A set of thrusters aboard the Voyager 1 spacecraft successfully fired up Wednesday after 37 years without use. It is a major success for the NASA as the Voyage 1 was has not been started for decades, and NASA was not sure that whether the thrusters will start or not. However, all the tension has gone, and NASA successfully fired up the thrusters successfully after a long time.
“With these thrusters that are still functional after 37 years without use, we will be able to extend the life of the Voyager 1 spacecraft by two to three years,” stated Suzanne Dodd, project manager for Voyager at NASA’s Jet Propulsion Laboratory, Pasadena, California.
The Only human-made object and NASA’s farthest and fastest spacecraft is Voyage 1, and it has been there in the space for 40 years. Now the Voyage team has now successfully activated a set of four backup thrusters sleeping since 1980.
In 2014 engineers noticed that the thrusters Voyager 1 has been using to orient the spacecraft have been degrading. The thrusters needed more power to give off the same amount of energy. As Voyage 1 was at 13 billion miles from Earth, it was not easy to go there and fix the problem.

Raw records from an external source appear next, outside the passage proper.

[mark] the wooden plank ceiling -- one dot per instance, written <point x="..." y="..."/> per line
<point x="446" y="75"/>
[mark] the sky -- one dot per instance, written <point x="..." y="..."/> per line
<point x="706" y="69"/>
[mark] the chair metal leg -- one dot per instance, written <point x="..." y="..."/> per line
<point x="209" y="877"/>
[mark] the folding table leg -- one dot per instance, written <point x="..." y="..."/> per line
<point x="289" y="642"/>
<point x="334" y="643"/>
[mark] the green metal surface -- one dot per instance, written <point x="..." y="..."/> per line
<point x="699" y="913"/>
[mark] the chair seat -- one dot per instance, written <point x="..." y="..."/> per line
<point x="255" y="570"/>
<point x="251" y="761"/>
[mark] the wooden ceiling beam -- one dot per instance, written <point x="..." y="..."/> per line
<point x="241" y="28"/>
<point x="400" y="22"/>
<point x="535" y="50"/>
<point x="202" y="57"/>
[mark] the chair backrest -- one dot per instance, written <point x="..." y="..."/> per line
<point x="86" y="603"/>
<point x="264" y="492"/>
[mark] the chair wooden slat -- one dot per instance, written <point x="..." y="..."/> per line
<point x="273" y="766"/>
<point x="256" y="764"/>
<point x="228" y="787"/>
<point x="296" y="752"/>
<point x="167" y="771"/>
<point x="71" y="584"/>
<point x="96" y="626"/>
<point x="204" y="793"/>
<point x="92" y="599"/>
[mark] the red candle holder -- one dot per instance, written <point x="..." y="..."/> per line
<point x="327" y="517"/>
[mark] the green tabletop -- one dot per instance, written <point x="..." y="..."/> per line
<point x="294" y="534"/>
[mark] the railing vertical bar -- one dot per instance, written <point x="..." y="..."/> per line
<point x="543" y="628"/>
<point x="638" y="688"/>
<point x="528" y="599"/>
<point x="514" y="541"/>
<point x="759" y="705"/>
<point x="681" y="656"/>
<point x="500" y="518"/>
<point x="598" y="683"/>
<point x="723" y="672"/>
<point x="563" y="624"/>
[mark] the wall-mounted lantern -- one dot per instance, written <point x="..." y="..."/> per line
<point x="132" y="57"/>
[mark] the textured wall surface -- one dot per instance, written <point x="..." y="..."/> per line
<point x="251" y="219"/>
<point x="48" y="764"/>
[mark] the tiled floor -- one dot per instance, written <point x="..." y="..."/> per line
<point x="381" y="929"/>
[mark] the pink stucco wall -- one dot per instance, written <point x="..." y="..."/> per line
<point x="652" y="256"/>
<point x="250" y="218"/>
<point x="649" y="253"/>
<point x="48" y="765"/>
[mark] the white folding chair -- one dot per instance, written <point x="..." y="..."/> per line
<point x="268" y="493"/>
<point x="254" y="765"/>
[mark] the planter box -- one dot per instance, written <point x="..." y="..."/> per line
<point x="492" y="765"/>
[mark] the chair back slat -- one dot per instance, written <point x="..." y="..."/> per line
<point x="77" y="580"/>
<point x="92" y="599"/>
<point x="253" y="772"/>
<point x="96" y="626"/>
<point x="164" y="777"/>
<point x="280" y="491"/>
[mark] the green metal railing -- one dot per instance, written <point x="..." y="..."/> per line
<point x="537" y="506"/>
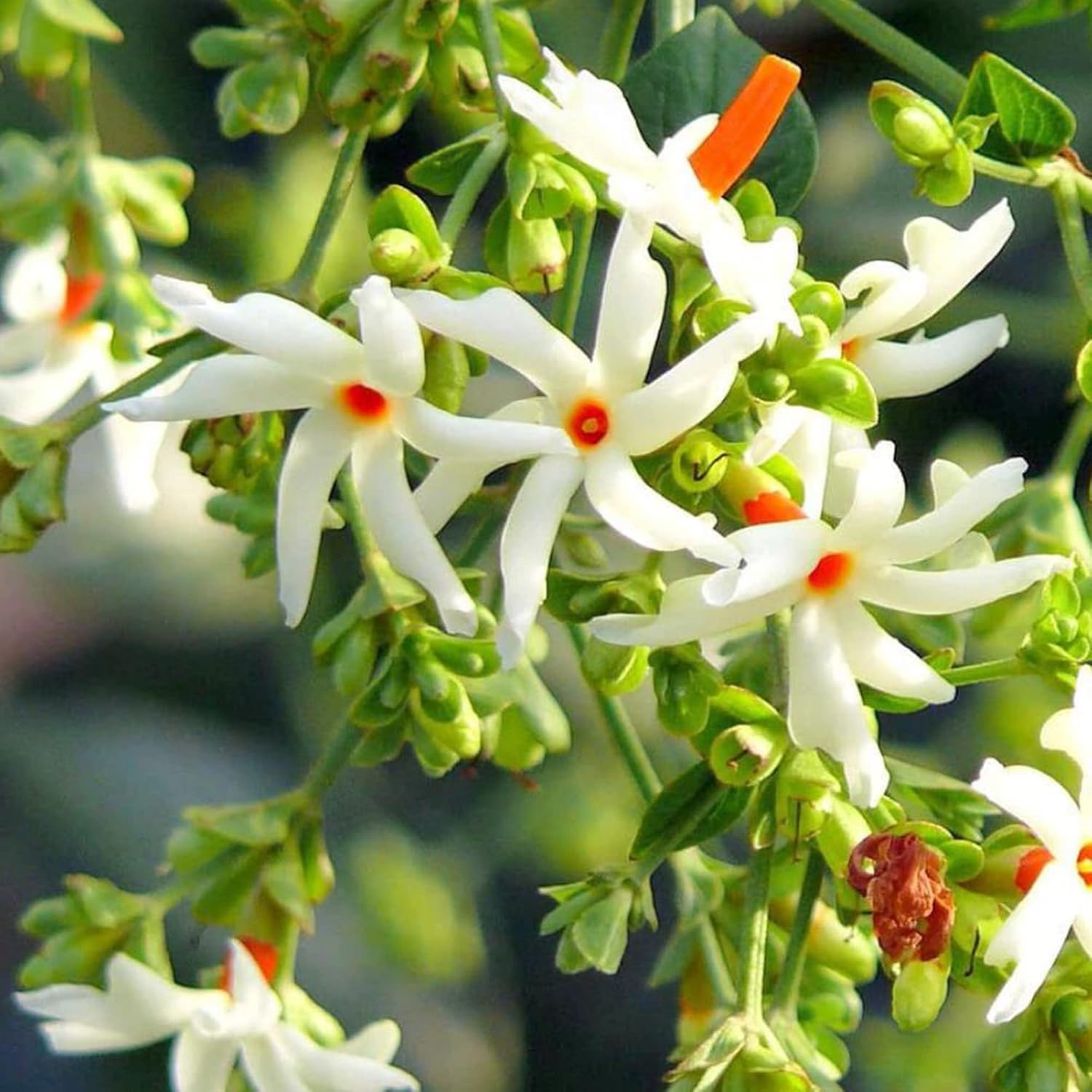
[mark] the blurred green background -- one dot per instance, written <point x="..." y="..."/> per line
<point x="140" y="673"/>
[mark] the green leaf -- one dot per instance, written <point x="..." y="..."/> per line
<point x="441" y="172"/>
<point x="1032" y="122"/>
<point x="81" y="17"/>
<point x="700" y="70"/>
<point x="1034" y="13"/>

The chief engineer at JPL, Jones stated that “the Voyager flight team dug up decades-old data and examined the software that was coded in an outdated assembler language, to make sure we could safely test the thrusters.”
Then the Voyager team assembled a group of experts at NASA’s Jet Propulsion Laboratory, Pasadena, California, to examine the issue. Chris Jones, Robert Shotwell, Carl Guernsey and Todd Barber examined different option, and at the end, they came to the conclusion that, to assign the orientation job to the thrusters which had been resting for 37 years. Voyager 2 is also on course to enter interstellar space within some years.